The same goes with his trashing on Wayne Gilchrest, the a former Representative from Maryland. He was a moderate Republican in a blue area, which should be seen as a good thing. Not with these folks. He was a RINO, and the Club for Growth ran a candidate to unseat him in a primary, who was later trounced by a Democrat.

Political parties are always dealing with the tension between those who are the dogmatists and those who are pragmatists. In the 80s and 90s, the Democrats were fighting amongst themselves, with the New Deal dogmatists on the one side and the New Democrat pragmatists on the other. In the end, the pragmatists were able to win the day and elect one of their own, Bill Clinton, to the presidency.

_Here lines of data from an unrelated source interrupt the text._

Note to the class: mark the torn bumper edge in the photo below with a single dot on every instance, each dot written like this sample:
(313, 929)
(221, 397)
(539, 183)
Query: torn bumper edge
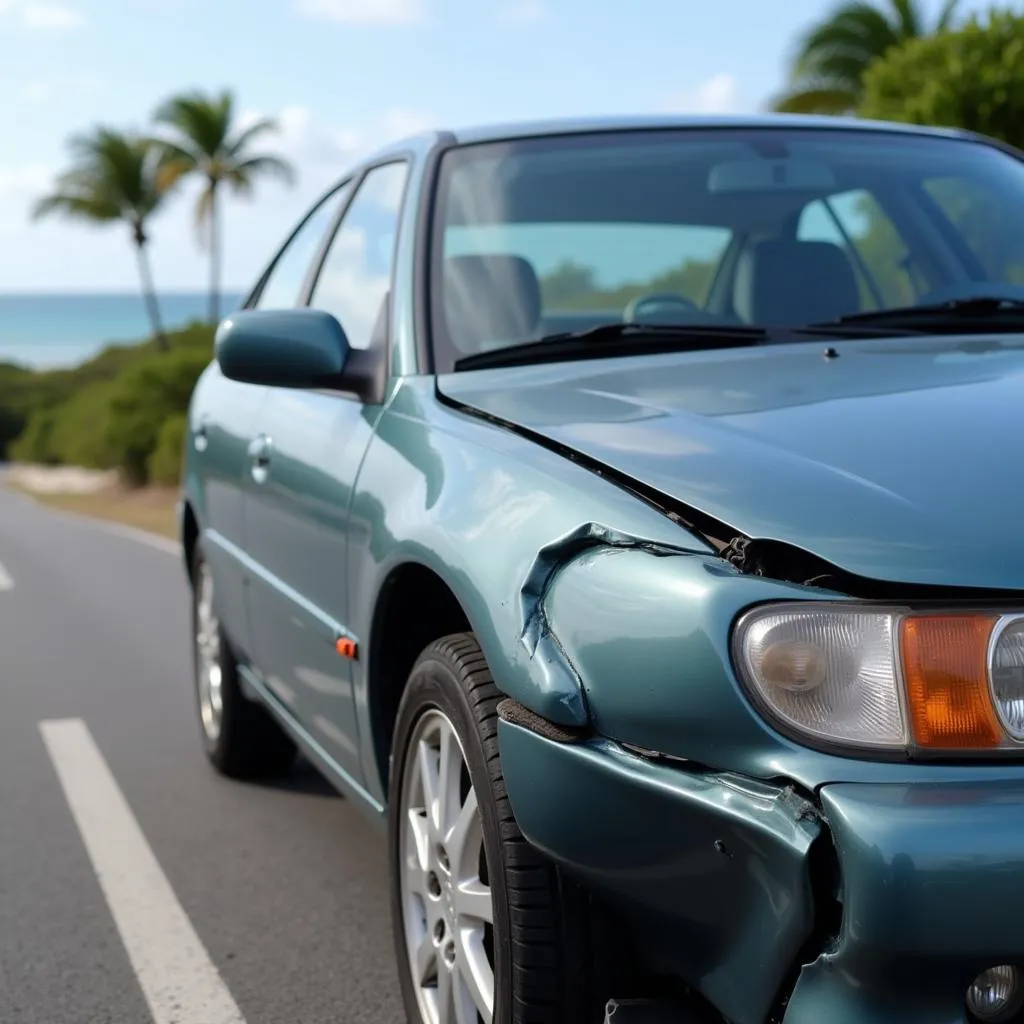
(560, 685)
(711, 872)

While this isn't a perfect analogy, (the New Democrats are not as strong as they once were and the New Dealers are back in power) it might explain the situation the GOP is in. The dogmatists are in control and looking for heretics to expell. But after several losses, people are going to want to win instead of just holding on to principle. For conservatism in the US to grow, it has to become more pragmatic, more willing to open itself up to differing strains (there is more than one way to be conservative). This doesn't mean becoming liberals, but trying to figure out how to be conservative in a different age.

Our conservatism is to small. It's time to dream big.

1 comment:

Steve Nizer said...

I think an earleir post of yours made a lot of sense. Develop a 435 district strategy and rely less on national platforms. If you're a pro-life zealot, you're probably not going to be a great fit for a district in Rhode Island. Conversely, a liberal Republican wouldn't be a good fit in a place like Utah.